At first, when the fights are mindlessly easy, the limitations are a serious letdown for anyone who knows the Kinect is capable of overcoming such restrictions.

But once the fights become more interesting - multiple enemies, faster and more elaborate defensive stances for keeping Po on his feet - KFP2 finds a nice groove. At no point does it evolve into a furious challenge, but if the goal is to get players to sweat a little bit, it absolutely succeeds in spite of those self-enforced limitations.

The same generally holds true when KFP2 takes a break from fighting and tries something else.
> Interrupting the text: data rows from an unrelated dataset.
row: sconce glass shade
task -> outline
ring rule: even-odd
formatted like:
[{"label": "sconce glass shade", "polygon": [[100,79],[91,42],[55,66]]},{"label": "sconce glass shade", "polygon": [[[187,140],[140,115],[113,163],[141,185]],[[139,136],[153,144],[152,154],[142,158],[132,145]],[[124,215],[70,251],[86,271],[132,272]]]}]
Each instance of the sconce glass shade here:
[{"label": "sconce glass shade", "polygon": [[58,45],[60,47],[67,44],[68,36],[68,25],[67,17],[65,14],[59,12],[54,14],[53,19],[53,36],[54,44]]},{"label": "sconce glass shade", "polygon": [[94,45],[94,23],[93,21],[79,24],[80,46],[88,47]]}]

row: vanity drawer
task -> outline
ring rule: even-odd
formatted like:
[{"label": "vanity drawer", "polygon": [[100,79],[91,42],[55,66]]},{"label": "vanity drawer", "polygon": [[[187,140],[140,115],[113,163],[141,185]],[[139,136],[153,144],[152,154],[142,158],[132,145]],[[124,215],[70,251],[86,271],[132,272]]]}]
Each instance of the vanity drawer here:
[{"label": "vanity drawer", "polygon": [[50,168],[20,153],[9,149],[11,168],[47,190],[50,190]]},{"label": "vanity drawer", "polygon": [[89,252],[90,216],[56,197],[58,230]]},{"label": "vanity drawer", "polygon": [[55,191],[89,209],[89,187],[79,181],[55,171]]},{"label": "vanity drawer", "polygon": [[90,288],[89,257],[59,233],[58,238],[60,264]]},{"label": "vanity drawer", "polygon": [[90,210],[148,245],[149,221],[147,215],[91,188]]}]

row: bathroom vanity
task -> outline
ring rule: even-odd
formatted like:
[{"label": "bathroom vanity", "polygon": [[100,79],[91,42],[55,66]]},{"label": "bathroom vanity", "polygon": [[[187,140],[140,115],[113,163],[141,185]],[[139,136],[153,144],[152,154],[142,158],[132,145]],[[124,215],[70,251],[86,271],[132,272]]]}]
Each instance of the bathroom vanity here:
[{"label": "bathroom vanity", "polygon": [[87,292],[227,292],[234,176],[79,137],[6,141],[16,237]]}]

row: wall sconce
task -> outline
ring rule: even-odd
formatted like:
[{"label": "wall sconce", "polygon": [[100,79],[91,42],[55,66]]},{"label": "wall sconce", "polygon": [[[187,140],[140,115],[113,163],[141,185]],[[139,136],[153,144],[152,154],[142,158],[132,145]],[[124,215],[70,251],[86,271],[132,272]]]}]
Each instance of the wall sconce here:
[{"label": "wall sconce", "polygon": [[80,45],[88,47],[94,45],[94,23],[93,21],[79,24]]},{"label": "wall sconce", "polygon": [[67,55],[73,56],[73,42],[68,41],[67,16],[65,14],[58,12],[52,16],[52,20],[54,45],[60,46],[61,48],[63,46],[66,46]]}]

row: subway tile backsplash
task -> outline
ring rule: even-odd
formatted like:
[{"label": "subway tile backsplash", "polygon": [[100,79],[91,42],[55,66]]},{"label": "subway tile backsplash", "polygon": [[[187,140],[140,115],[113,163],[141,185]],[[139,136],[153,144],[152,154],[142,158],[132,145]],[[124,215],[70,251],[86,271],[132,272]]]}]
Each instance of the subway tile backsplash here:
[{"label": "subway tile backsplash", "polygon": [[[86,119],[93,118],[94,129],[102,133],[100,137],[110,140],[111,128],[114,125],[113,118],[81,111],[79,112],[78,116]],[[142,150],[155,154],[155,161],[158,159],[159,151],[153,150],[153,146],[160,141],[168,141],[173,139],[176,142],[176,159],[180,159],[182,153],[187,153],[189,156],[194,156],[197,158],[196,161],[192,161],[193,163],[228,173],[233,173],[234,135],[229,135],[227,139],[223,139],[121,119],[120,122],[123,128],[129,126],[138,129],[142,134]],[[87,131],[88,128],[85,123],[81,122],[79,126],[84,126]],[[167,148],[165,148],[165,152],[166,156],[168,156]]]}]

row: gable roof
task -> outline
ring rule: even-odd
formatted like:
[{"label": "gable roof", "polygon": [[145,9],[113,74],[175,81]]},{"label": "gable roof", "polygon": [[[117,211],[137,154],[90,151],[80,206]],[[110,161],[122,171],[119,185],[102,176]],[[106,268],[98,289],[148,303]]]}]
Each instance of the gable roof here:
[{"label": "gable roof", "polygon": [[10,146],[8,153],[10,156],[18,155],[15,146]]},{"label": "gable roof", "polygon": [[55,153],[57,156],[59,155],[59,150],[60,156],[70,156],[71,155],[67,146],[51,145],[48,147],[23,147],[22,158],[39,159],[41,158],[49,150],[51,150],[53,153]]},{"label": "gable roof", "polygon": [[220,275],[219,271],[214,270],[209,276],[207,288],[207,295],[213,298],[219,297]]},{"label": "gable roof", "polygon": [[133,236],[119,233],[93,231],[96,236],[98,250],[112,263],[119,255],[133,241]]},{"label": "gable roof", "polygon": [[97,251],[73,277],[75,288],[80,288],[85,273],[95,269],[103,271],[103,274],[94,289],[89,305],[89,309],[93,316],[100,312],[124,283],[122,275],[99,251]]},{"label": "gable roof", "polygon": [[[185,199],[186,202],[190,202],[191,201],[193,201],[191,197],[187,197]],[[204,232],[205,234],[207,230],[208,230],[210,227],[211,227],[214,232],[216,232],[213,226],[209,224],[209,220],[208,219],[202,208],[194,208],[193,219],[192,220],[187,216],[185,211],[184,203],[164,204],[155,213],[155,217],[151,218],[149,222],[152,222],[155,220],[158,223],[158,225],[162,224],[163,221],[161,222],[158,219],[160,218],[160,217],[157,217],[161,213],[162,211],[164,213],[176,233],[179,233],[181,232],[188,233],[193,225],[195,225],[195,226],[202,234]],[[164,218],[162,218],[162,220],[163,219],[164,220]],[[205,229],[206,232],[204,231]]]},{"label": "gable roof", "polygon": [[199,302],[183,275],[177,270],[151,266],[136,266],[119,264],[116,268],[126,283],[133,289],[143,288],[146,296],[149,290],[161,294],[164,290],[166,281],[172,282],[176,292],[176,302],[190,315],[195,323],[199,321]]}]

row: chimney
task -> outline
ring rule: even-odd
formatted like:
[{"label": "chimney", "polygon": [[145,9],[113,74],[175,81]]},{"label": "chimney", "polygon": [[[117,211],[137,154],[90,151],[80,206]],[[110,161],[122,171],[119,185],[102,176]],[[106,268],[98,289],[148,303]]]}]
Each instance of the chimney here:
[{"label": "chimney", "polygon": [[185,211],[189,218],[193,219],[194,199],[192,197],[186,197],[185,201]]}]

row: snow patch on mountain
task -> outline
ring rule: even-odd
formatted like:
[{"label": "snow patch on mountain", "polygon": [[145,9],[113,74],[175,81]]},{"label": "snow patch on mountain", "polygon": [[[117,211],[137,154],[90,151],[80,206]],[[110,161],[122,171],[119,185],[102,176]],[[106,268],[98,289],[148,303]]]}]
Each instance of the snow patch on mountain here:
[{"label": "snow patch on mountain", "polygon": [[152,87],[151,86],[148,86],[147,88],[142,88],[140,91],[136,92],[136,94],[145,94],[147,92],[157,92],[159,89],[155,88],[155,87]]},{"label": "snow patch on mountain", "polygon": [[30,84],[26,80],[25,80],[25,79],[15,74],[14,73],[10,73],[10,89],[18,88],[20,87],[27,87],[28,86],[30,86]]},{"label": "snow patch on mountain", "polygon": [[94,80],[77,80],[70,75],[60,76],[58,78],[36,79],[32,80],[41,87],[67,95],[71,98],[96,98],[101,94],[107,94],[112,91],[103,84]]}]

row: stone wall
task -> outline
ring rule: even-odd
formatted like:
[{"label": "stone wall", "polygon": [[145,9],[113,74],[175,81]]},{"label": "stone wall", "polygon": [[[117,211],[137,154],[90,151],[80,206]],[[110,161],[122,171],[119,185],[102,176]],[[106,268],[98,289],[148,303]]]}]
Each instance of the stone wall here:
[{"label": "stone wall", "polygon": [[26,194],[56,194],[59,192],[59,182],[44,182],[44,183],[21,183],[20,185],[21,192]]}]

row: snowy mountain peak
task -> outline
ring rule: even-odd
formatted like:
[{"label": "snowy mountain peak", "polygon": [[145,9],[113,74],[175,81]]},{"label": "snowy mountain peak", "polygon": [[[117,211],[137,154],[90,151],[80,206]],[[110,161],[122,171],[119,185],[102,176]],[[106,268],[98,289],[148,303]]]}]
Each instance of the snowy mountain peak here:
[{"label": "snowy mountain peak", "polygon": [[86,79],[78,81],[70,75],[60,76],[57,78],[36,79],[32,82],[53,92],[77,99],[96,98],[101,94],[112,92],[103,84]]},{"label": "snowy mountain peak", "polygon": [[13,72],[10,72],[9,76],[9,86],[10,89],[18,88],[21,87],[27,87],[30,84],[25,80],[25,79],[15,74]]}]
Chases set atop high-speed rickshaws have you dodging, jumping over, and ducking under obstacles while enemies pelt you with debris. A target-practice game is pretty much exactly what it sounds like, while a noodle-shop game tasks you with feeding customers quickly by managing their order and making sure you throw the right orders to the right tables (and dodge orders that are rudely sent back).

Though they fit awkwardly into a storyline that is patchwork at best, the general takeaway from those games is the same as it is from KFP2's main portion. The games are simpler than they could have been, but they work, and while they never become viciously challenging, they all keep you in pretty constant motion.

That, in fact, is the grand takeaway as a whole. On every level - from control fidelity to constricted freedom of motion to the lack of any kind of multiplayer support - KFP2 very obviously could have been better. But what we get is fun and functional, and if the goal with Kinect is to mix in some burned calories with your fun and not make it a total hassle to do so, this fulfills that mission better than most early-stage Kinect games have to this point.